Directly her primly erect head turned slightly, and her eyes which always seemed looking for something substantial—no dream stuff for her—widened with satisfaction and she put her hand up to her collar to see if the breastpin was in place.

It was Reedy Jenkins who got out of the machine which stopped at the entrance. He took off his hat when halfway to the porch—his black hair was smoothly brushed—his face opened with a flattering smile and he quickened his step. Mrs. Barnett permitted herself to rise, take two short steps forward, and to smile reservedly as she offered her hand.

Reedy Jenkins had not exaggerated when he said he had a way with the ladies. He did have. It was rather a broad way, but there are plenty of ladies who are not subtle.

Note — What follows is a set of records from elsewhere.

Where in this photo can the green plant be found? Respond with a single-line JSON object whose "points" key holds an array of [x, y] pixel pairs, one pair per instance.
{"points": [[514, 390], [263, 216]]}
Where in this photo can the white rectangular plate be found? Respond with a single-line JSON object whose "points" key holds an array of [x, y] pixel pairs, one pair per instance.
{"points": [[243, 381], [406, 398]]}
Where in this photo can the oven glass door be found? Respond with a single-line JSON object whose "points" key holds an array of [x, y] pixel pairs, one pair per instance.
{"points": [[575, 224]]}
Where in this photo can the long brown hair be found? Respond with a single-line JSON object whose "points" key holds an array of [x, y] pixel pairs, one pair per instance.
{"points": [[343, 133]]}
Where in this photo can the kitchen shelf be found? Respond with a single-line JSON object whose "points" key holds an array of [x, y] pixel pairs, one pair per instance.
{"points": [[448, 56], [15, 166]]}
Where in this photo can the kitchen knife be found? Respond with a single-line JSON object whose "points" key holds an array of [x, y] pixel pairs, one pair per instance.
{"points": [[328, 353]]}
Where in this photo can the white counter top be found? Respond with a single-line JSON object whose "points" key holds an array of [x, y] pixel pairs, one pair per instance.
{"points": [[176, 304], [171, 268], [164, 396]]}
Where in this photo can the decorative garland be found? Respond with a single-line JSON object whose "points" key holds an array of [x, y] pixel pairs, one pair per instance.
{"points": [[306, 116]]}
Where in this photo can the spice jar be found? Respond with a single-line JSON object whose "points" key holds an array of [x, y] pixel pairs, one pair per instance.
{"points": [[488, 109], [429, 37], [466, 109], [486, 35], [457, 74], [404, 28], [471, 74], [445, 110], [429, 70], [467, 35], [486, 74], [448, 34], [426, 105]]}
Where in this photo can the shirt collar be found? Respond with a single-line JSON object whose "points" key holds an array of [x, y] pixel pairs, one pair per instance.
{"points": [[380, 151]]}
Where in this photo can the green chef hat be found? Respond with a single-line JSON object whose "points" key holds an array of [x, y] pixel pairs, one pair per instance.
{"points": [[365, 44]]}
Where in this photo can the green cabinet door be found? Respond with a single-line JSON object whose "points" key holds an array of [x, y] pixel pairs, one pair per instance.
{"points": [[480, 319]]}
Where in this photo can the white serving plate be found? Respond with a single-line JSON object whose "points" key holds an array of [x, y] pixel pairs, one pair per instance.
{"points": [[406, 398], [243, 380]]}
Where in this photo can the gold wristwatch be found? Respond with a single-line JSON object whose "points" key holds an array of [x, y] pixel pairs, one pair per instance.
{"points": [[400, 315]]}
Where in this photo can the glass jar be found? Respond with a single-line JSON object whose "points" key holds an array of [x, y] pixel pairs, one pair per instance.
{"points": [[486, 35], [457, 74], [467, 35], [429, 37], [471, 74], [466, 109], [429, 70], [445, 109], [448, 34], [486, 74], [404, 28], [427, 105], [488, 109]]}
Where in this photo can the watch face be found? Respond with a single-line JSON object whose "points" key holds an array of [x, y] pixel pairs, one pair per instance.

"You have a lovely little place here." Reedy gave a short, approving glance round as he took the offered chair. "It's wonderful what a woman's touch can do to make a home. No place like home, if there is some dear woman there to preside."

Mrs. Barnett's mouth simpered at the implied flattery; but her eyes, always looking calculatingly for substantial results, were studying Reedy Jenkins. He certainly had handsome black hair, and he was well dressed—and the manner of a gentleman. He reminded her of an evangelist she had known back in Indiana. She had intended to marry that evangelist if his wife died in time; but she did not.

"It is very hard to do much here," Mrs. Barnett said, deprecatingly. "There is so much dust, and the market is so poor, and servants are so untrained and so annoying. But of course I do what little I can to make dear Uncle a good home. It was a great sacrifice for me to come, but when duty calls one must not think of self."

"No, I suppose not." Reedy sighed and shook his head until the long black lock dangled across the corner of his forehead—he did look like that evangelist. "But I wish sometime that we could forget the other fellow and think of ourselves. I'd have been a millionaire by now if I hadn't been so chicken-hearted about giving the other fellow the best of it."

"We never lose by being generous," said Mrs. Barnett with conviction.

"No, I suppose not," Reedy sighed. "No doubt it pays in the long run. I know I've been put in the way of making many thousands of dollars first and last by fellows I had been good to." Then Reedy looked at Mrs. Barnett steadily and with wide admiration in his large eyes—looked until she blushed very deeply.

"It may be a rough place to live," said Reedy, "but it certainly has been good for your colour. You are pink as a—a flower; you look positively swee——" He broke off abruptly. "I beg your pardon; I almost forgot myself."

Then Reedy changed the subject to the matter of business on which he had come.

"Yes," Mrs. Barnett said, giving him her hand as he rose to go, "I'll see Uncle to-night; and I'm sure Mr. Jenkins"—he still held her hand and increased the pressure—"he'll be most glad to do it."